The full screen Internet Explorer is still somewhat troublesome. It seems to be tied to the windowed Internet Explorer you pull up while in the Desktop app. Passwords are shared, browsing history, and any other info you would expect. But you (or rather, I) cannot seem to keep the windowed IE browsing one page and the full-page IE app browsing another and be able to Alt-Tab back and forth. Also, Alt-Tab seems not to function well when you have multiple “tabs” in the full-page IE app as well as several open apps. Alt-F4'ing the full-page IE app closes all tabs without confirmation which caused me to close some pages I didn’t want or thought were on the windowed app. Partially my fault, but still, I think some synchronization issues lie there.

3). Multiple Monitors.

So far the multiple monitor support has worked well. I have one portrait 32" monitor and a landscape 24" and setup was minimal at worst.
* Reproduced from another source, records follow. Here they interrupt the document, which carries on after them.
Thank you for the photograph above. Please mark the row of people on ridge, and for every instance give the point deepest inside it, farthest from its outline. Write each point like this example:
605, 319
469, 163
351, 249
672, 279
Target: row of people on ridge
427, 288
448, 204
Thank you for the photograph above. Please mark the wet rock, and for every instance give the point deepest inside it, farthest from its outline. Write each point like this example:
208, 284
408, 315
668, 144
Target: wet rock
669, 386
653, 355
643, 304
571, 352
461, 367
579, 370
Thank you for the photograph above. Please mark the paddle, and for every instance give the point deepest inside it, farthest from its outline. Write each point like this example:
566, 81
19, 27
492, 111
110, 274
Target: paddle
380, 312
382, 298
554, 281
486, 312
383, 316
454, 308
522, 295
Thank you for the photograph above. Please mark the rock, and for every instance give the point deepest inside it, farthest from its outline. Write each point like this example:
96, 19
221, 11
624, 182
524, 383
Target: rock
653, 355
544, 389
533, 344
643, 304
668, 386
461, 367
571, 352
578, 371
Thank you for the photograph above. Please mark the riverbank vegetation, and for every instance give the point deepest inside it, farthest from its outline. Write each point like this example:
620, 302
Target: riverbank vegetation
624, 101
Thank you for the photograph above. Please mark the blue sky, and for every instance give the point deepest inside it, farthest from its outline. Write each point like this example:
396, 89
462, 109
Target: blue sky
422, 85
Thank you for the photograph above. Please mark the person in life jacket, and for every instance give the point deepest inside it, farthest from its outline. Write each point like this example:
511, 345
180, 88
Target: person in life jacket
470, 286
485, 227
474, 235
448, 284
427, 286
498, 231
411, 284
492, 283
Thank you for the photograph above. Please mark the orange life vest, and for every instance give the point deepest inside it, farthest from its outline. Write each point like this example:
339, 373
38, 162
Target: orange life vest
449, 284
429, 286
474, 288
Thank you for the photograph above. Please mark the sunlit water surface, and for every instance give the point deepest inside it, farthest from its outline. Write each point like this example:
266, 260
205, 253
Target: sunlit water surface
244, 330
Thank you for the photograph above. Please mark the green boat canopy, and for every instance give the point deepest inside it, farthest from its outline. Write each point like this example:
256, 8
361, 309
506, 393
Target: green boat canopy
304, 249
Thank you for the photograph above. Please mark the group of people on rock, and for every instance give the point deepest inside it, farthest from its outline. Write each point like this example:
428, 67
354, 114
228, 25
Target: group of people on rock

I’m pleased that the task bar (minus the system tray) appears on both monitors and not just the main one. It is also very nice having a full-page app on the main monitor and basically a desktop extension on the second. I sort of get the best of worth worlds with that functionality.

4) Time.

I absolutely do not like that there is no local time displayed anywhere on the Windows 8 Start screen. I have to go into the Desktop app and look at the system tray on the primary monitor (since, again, it’s not displayed on both monitors, just the task bar is) to see what time it is. This is a pain and hopefully will be addressed before shipping.

5) Start Screen Customization.

I have been happy with the rearranging aspect of the Start page. The column group works well as does the dragging of icons. I’d like to be able to force two columns instead of having a required 6 item height but I can live with that. There is always adding another column to get around that if needed.

6. Messenger.

Not having built-in messenger support for anything but Windows Messenger is very limiting for me. I only have two regular contacts I chat with on Windows Messenger, the rest are AIM or Yahoo!. I had to install a normal client to get back to functioning in this realm, but even that is limited unless my chat window is on my second monitor and therefore not hidden by a full-screen app. With Windows 8’s approach to one app for all services, like their People, Mail, and Messenger apps, I can only hope these natural extensions are coming soon.

However, with everything said, nothing yet is so insurmountable that I can’t use the new OS. So far I’m enjoying the challenge of using a new, and radically different, OS. We’ll see where it goes from here.